According to one answer to Why offload bags for missing passengers when flights are allowed to carry unaccompanied non-PAX air-cargo in holds?, the requirement for Positive Passenger/Bag Matching was introduced in 1988 following Pan Am 103. According to another answer to the same question, airlines cannot accept cargo from the general public.
Yet on a number of occasions when I've flown commercially as a passenger (including once to the US in the summer of 2001), for one reason or another my/our bag(s) have ended up somewhere else, or at the very least, not showed up on the conveyor belt at the destination airport along with the other passengers' bags.

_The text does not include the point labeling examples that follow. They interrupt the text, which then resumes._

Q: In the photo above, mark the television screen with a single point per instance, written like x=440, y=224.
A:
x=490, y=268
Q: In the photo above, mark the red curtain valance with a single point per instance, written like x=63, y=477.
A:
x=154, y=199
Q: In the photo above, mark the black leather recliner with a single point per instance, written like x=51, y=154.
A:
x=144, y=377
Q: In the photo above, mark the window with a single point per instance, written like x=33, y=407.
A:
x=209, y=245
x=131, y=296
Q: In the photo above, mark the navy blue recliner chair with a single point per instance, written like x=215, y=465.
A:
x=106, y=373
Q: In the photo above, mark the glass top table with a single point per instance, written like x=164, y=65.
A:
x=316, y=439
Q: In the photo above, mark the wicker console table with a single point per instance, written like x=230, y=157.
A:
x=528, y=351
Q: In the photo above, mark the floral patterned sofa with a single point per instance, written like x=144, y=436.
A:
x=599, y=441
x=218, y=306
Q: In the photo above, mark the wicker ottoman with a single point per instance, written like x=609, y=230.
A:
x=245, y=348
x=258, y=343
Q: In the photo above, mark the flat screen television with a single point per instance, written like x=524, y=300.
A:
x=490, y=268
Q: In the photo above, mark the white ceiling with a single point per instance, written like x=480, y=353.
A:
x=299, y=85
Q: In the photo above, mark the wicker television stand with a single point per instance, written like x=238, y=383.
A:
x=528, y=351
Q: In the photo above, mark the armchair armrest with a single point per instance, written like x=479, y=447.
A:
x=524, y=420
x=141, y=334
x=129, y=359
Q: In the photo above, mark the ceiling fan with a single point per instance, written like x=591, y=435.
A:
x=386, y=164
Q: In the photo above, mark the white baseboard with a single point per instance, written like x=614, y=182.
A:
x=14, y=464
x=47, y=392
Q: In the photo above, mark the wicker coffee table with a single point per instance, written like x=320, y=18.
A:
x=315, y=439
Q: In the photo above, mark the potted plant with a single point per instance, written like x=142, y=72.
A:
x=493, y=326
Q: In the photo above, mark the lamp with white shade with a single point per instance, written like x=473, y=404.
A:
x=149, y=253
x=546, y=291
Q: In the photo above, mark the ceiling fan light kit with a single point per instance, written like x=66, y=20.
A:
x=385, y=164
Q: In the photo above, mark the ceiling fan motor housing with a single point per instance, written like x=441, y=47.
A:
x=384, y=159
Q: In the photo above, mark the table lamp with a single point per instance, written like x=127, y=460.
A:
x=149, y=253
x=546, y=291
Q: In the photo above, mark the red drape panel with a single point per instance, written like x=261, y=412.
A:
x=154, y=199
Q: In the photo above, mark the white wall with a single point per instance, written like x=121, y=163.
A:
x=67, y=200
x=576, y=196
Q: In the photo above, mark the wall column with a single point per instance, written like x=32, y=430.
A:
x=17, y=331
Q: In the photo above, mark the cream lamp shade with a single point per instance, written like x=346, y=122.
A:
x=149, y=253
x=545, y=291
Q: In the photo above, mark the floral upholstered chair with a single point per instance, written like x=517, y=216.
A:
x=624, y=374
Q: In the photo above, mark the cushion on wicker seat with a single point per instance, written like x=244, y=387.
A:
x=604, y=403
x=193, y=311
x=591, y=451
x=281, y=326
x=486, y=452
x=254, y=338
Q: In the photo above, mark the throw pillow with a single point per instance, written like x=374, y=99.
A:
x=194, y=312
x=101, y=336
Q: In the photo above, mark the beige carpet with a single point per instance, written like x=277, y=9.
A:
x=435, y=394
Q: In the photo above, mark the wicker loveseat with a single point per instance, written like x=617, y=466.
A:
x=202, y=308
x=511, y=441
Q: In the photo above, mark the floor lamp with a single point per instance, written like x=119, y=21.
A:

What usually happens at that point is a conversation with an airline representative, and possibly one's card issuer or other travel insurance provider; and the bag arrives a day or two later. For the passenger, that's an inconvenience, but thankfully not usually a disaster.
However, what happens to the bag in the interim in such a situation?
Clearly, the bag very likely wasn't on the same plane as the passenger. This could mean one of two things:
- The bag was not loaded onto any airplane (so it's still at the origin airport).
- The bag was loaded onto some other airplane (so it's somewhere else).
The case of the bag not being loaded onto an airplane is strange, but doesn't seem to violate the requirements of PPBM; it's just sitting in a cargo holding area somewhere. If the bag was actually loaded onto some other airplane, that would violate PPBM, since there's no passenger on that flight accompanying the bag. (That said, I don't know if it would be possible to exploit this as a security weakness. Probably not, at least not reliably.)
Once the bag is found, it needs to get to where the passenger is now. I can see two basic ways to do that:
- The bag is moved by ground vehicle (car, truck, boat, ...).
- The bag is moved by airplane.
Driving a potentially long distance potentially just to get a single bag from one location to another seems the less reasonable alternative (it could probably easily cost a significant fraction of the profit from that whole flight), but on the other hand, if the bag is loaded onto an airplane, it definitely is a bag travelling without an accompanying passenger and in this case, it's known as such to the airline, thereby seemingly violating the requirements of PPBM.
If it were to be shipped as cargo, that would presumably qualify as "from the general public".
This seems to me like a "damned if you do, damned if you don't" kind of situation. So what really does happen to the bag, from when passenger and bag are separated, until the two are reunited?
For simplicity's sake, let's assume that what's inside the bag is completely innocous.